Pembentukan serikat pekerja pada 2022 juga menjadi salah satu tonggak penting organisasi. Mudzakir mengatakan bahwa dengan menjadi organisasi yang terdaftar resmi, FOSPI memiliki saluran formal untuk bersuara di masyarakat Taiwan, serta dapat mendorong pemerintah untuk menanggapi dan menanggapi secara serius persoalan yang diajukan para ABK migran.
Selain mendorong perubahan kebijakan, dalam beberapa tahun terakhir, FOSPI juga bekerja sama dengan pekerja seni dan budaya yang memperhatikan komunitas Indonesia, seperti Wu Ting-Kuan dan Lan Yu-Chen, melalui pameran, tur jalan kaki bertema, dan berbagai bentuk seni budaya lainnya sebagai sarana advokasi.
Upaya ini bertujuan agar lebih banyak masyarakat Taiwan memahami kehidupan nyata nelayan migran di luar narasi media arus utama.
Mudzakir menegaskan bahwa hubungan antara masyarakat lokal dan nelayan migran tidak seharusnya bersifat hierarkis.
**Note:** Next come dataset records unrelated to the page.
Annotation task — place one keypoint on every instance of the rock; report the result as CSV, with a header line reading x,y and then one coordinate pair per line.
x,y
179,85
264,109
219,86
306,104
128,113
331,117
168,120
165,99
Ia berharap dialog yang berkelanjutan dapat secara bertahap menyingkirkan kesenjangan dan menyadarkan masyarakat bahwa ABK migran merupakan tenaga kerja penting yang menopang industri perikanan Taiwan.
Ia juga berharap para pekerja migran semakin bersatu untuk memperjuangkan hak dan perlindungan mereka, serta melanjutkan perjuangan yang telah dirintis selama ini.
Untuk merayakan hari jadinya yang ke-19, FOSPI-PMFU pada Selasa (17/2) menggelar panggung hiburan dan orasi di Donggang, yang turut dimeriahkan oleh penyanyi asal Mojokerto, Jihan Audy.